Oracle shares fell by 5% on Tuesday after the cloud giant reported mixed fourth-quarter results.
The company reported that revenues were down 6% from a year ago, missing analysts estimates, due to the impact of COVID-19.
«Our overall business did remarkably well considering the pandemic, but our results would have been even better except for customers in the hardest-hit industries that we serve such as hospitality, retail, and transportation postponing some of their purchases,» said Oracle CEO, Safra Catz.
«Still, for the third year in a row, we delivered double-digit constant currency earnings per share growth in FY20.»
Oracle had previously suggested in March that it was expecting flat revenue for the quarter. Its largest category, cloud services and license support delivered $6.85 billion in revenue, with revenue from cloud and on-premises licenses coming in at $1.96 billion.
Oracle also recently announced new cloud business from video communications firms Zoom and 8×8, which has helped to keep the firm in double figures for the quarter and also get one over its fiercest rival.
«8×8 was very surprised by the extent of their performance gains by moving out of AWS, moving part of their system out of AWS and into OCI [Oracle cloud infrastructure],» Oracle co-founder Larry Ellison, said, according to CNBC.
«They were so surprised by the performance gains they achieved and the cost savings they achieved that they decided to move all of their services out of AWS and into Oracle.»

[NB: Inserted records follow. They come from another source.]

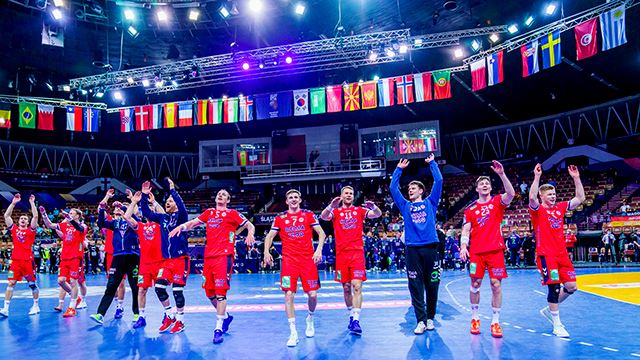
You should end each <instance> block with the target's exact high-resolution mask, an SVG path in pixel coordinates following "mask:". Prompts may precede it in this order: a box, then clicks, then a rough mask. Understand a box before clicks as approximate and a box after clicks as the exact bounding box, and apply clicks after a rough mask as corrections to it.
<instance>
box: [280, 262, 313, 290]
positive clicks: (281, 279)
mask: <svg viewBox="0 0 640 360" xmlns="http://www.w3.org/2000/svg"><path fill="white" fill-rule="evenodd" d="M298 278H300V279H301V280H302V290H304V292H309V291H315V290H318V289H320V278H319V277H318V268H317V267H316V264H315V263H314V262H313V259H311V256H309V257H308V258H307V259H292V258H290V257H285V256H283V257H282V270H281V271H280V288H281V289H282V291H293V292H296V290H297V287H298Z"/></svg>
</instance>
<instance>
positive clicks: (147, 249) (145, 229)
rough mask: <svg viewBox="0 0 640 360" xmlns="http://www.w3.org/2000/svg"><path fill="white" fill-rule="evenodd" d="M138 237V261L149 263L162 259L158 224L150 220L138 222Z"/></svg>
mask: <svg viewBox="0 0 640 360" xmlns="http://www.w3.org/2000/svg"><path fill="white" fill-rule="evenodd" d="M138 239H139V240H140V263H142V264H149V263H154V262H158V261H162V259H163V258H162V235H161V234H160V225H158V224H156V223H154V222H151V221H149V222H146V223H143V222H138ZM112 246H113V245H112Z"/></svg>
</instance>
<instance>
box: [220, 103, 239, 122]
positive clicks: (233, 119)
mask: <svg viewBox="0 0 640 360" xmlns="http://www.w3.org/2000/svg"><path fill="white" fill-rule="evenodd" d="M223 101H224V105H223V111H224V116H223V117H224V123H225V124H229V123H235V122H238V98H227V99H224V100H223Z"/></svg>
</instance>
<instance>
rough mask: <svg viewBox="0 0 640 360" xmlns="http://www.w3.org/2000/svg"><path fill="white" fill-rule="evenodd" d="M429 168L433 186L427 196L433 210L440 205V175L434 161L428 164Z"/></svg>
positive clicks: (440, 176)
mask: <svg viewBox="0 0 640 360" xmlns="http://www.w3.org/2000/svg"><path fill="white" fill-rule="evenodd" d="M429 167H430V168H431V175H433V186H432V187H431V194H429V197H428V200H429V202H430V203H431V205H433V206H434V207H435V208H437V207H438V203H440V196H442V173H441V172H440V168H438V164H436V162H435V161H432V162H430V163H429Z"/></svg>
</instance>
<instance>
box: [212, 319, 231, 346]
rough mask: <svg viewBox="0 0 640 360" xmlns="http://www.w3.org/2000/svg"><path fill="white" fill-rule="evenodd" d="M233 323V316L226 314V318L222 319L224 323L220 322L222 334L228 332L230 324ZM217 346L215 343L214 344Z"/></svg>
mask: <svg viewBox="0 0 640 360" xmlns="http://www.w3.org/2000/svg"><path fill="white" fill-rule="evenodd" d="M232 321H233V316H231V315H229V314H227V318H226V319H224V321H222V332H223V333H225V334H226V333H227V331H229V325H231V322H232ZM216 344H217V343H216Z"/></svg>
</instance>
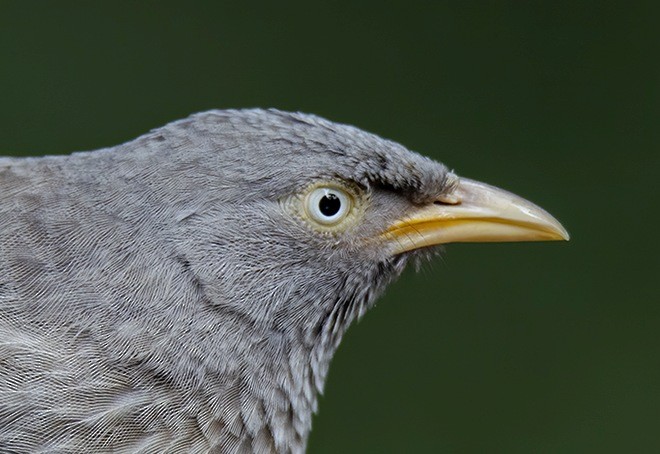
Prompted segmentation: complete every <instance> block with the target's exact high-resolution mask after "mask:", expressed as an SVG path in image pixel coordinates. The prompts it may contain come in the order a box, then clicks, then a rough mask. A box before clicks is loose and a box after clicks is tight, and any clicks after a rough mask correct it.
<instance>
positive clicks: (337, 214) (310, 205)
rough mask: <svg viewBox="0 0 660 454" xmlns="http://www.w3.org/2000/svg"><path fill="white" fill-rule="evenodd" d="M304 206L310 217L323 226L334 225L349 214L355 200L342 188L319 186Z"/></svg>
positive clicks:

While the tech industry has done better than most during the pandemic, it hasn’t managed to entirely avoid some financial impact from COVID-19. Last week, the top five firms – Amazon, Google, Apple, Microsoft and Facebook – lost a combined $260 billion in value.
Four of those firms had a combined value of over $5 trillion before the outbreak. Bellow them, the likes of IBM and Cisco all lost significant value with drops in share price.